Editorial: O muro da vergonha.




A edição de hoje, 21, do jornal Folha de São Paulo, traz uma matéria que, certamente, irá suscitar muitos debates dentro e fora dos círculos acadêmicos. Trata-se um grandioso muro, de 10 metros de altura, que está sendo erguido na capital do Peru, Lima, cujo objetivo é separar os contingentes de pobres favelados e ricos que ocupam a mesmo altiplano. Em última análise, visa proteger os ricaços de possíveis investidas da população mais empobrecida que divide aquele mesmo território. Consoante o raciocínio desses últimos, naturalmente.  Se considerarmos a atual conjuntura político-econômica pela qual passamos, a tendência é que "experimentos" do gênero talvez se espalhem por outras praças, uma vez que cada vez mais parcelas significativas da sociedade estão sendo literalmente abandonadas, como consequência da radicalização da adoção de uma agenda neoliberal que não denota o menor comprometimento com a construção da cidadania. 
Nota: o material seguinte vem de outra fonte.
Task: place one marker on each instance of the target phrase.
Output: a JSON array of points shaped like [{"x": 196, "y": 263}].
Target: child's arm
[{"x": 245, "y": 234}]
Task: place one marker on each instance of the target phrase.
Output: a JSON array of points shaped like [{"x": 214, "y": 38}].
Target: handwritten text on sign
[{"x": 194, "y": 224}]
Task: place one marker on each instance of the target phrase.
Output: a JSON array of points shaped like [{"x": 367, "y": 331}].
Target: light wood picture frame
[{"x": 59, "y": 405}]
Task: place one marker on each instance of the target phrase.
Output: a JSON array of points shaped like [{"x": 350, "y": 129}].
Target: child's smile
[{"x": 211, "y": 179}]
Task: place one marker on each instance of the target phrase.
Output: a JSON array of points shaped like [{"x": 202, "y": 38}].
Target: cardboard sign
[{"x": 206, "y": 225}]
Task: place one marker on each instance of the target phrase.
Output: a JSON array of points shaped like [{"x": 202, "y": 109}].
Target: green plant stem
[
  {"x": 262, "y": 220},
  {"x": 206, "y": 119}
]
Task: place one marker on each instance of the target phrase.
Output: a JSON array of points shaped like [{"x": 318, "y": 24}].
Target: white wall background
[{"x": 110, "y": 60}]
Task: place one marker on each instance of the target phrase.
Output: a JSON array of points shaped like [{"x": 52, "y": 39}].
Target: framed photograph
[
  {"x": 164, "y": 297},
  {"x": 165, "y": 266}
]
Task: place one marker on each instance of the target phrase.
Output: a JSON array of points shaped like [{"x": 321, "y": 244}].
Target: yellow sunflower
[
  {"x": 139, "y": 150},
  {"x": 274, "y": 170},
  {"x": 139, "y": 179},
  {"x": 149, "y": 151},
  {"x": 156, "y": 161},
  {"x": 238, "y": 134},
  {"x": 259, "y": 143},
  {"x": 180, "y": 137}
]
Existem alguns outros "Muros da Vergonha" construídos pelo mundo, mas este nos parece mais "vergonhoso", uma vez que tem origem no apartheid social, fomentador de uma grande onda de preconceito e intolerância contra índios, pobres, negros, mestiços, favelados e outras minorias sociais. A motivação de erguer os outros muros da vergonha estão mais associadas às questões de natureza política, como o construído pelo Estado de Israel, assim como aquele que pretende ser construído pelo presidente americano, Donald Trump, sob o pretexto de controlar  o fluxo de migração irregular pela fronteira do país vizinho, o México. A novidade deste muro construído no Peru é que, no final e ao cabo, ele ratifica ou institucionaliza a vergonhosa acumulação desproporcional dos recursos produzidos socialmente, o que gera essas distorções entre pobres e ricos. 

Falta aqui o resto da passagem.